Things got really ugly for stocks in June. The Dow Jones Industrial Average plunged more than 10%. General Motors hit levels not seen since the 1950s. Financial stocks continued selling off as fears of more writedowns escalated.
Yet some individuals continue to insist that there is so little to worry about. I was half listening to a popular business program on television while putting together this month’s issue of Forbes Growth Investor. The participants were debating about whether or not our economy will go into recession. One perennial optimist said that other than the stock market selling off, he does not really see anything that portends recession.

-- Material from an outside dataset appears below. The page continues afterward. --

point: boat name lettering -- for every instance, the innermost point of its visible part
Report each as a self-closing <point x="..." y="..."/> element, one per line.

How’s this for starters: Housing prices are plummeting,oil prices are at record highs,con-sumer confidence is at a 16-year low, the dollar has lost more than half its value against the euro, the unemployment rate jumped half a percentage point in just one month, nonfarm payrolls have fallen for five months in a row, the leading presidential candidate is threatening to raise tax rates, and the Fed can’t do anything to help because inflation is rising. With all this going on, how could anyone honestly believe there is little to worry about? Now I know what they mean about people who wear rose-colored glasses. The sell-off in stocks alone is one of the surest signs that the economy is in recession.
Admittedly, GDP grew 1% in the first quarter. But that was largely because the cheap dollar boosted exports. Besides, not all recessions are defined by negative growth. I believe we are in a recession that began back in December or January. Who knows when the National Bureau of Economic Research will get around to declaring it as such, but there is a good chance the recession will be over by the time it decides to make that call.
Despite this rather pessimistic view of the economy, the stock market is another ball game entirely. Given the strong sell-off in stocks witnessed in June, it is probably too late to sell now. Of course, stocks could indeed go lower in the near term. Yet experience tells us that markets usually sell off in anticipation of recessions, and rally long before recessions end. That is largely the reason why I turned from bearish to bullish on stocks just a few months ago. In hindsight, it would have been better to wait a little longer, but it is impossible to always pick the tops and bottoms. By selling now, you will certainly protect yourself from any further loss. However,you will also take the risk of missing out on a rally when it inevitably occurs. At this juncture,I believe long-term investors would be risking more by being out of the market than by being in it. Another popular debate these days involves oil prices and whether or not they are in a bubble. While I believe supply and demand considerations certainly justify higher prices than we enjoyed just a few short years ago, I am also convinced that things have gotten way out of hand. Oil prices are indeed in a bubble, and the Fed is at least partly to blame for this. We will see the price of oil fall considerably when the Fed and the Treasury Department become serious about protecting the dollar.
Of course, as far as consumers are concerned,it makes no difference to them whether or not there is a bubble. All they know is that they feel like they are being robbed every time they fill up the gas tank. Is it any wonder that consumer confidence has plummeted?